Life for colonial children could be carefree and adventurous but there were dangers for the unsupervised child.

Colonial Boys

MELANCHOLY ACCIDENT.-BOY DROWNED.   On the afternoon of Sunday last, a boy named James Binstead, between six and seven years of age, son of John Binstead, sawyer, residing in North Brisbane, was accidently drowned by falling into the town reservoir[6].

An inquest was held on the body on Monday morning, and from the evidence then adduced, it appeared that the deceased was fishing in the reservoir, and while in the act of hauling out his line, his foot slipped, and he fell forward into the water, which is of considerable depth.

A boy named McAllister, who  was standing by, procured a stick, and tried to haul him out but he failed. The deceased was seen to come up and go down several times before he finally sunk.

It is interesting to note that in contrast to European children, young aborigines were accomplished swimmers.

Boys swimming in a creek
The deceased's father being informed of the fatal occurrence, very soon arrived on the spot, and an aboriginal boy was procured who dived for, and brought up the body. Means were tried to restore animation, but unfortunately without effect.[7]

In an editorial in The Moreton Bay Courier in April 1848, parents were taken to task for allowing their children far too much freedom, particularly on a Sunday.

CAUTION TO PARENTS. We some weeks ago cautioned parents against allowing their children to absent themselves too much from their houses, and we again repeat it in the expectation that a late unhappy circumstance may give double effect  to the recommendation.

Children in this colony are allowed by far, too much indulgence in the employment of their time. No person would, of course, desire see them excluded from that recreation which is so necessary and congenial to their period of life, but their amusements, and the time for enjoying them, ought to be regulated by their parent and if they were so, it is to be hoped they would not be found fishing on Sundays, and engaged in other unbecoming occupations, which would not be tolerated under that better and more strict state of society which obtains at home.

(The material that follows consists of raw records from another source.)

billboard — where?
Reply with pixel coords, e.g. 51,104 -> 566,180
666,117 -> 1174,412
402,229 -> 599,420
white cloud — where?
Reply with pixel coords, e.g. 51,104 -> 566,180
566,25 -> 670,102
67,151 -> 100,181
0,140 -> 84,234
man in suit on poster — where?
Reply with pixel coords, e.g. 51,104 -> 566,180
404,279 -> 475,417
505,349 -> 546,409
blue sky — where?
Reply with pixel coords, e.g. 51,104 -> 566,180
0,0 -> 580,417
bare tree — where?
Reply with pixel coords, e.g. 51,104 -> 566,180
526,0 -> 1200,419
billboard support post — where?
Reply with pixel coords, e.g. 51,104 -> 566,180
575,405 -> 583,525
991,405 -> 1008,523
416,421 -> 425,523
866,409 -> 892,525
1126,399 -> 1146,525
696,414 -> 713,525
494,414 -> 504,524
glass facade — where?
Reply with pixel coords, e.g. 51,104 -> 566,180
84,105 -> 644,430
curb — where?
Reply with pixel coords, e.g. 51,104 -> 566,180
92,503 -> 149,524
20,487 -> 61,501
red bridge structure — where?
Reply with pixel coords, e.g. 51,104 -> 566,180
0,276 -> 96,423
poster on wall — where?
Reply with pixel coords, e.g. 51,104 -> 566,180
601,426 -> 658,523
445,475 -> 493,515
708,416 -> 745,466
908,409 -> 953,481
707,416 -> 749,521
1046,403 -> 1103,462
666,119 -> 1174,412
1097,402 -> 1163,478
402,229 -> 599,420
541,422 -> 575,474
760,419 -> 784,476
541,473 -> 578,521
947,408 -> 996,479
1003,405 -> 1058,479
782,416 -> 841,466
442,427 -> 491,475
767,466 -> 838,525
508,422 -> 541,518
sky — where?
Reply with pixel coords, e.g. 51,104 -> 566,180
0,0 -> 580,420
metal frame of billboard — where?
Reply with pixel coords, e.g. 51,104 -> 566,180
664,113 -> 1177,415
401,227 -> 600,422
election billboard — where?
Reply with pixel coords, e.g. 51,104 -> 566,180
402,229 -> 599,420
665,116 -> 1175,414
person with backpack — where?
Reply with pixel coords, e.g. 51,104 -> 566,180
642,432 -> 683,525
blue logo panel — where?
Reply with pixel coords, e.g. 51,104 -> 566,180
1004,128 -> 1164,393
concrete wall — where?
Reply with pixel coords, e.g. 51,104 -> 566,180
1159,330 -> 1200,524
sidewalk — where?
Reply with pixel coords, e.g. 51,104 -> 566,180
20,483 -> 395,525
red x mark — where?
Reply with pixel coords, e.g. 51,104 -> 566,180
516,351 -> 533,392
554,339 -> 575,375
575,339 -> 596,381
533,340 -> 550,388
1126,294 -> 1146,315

Parents who neglect the moral training of their offspring incur a heavy responsibility, and the first step towards such training is to teach them a becoming reverence for the Sabbath. We hope that for the good of the children, the satisfaction of their parents, and the advantage of society at large, these repeated cautions may have some effect.[8]

© K. C. Sbeghen, 2012.

[1] The Moreton Bay Courier Saturday 30 January 1847
[2] Probably near the present suburb of Redbank.
[3] The Moreton Bay Courier Saturday 24 April 1847
[4] Now the Brisbane suburb of Nundah.
[5] The Moreton Bay Courier Saturday 29 January 1848
[6] In the general area of the present day Roma Street Railway Station.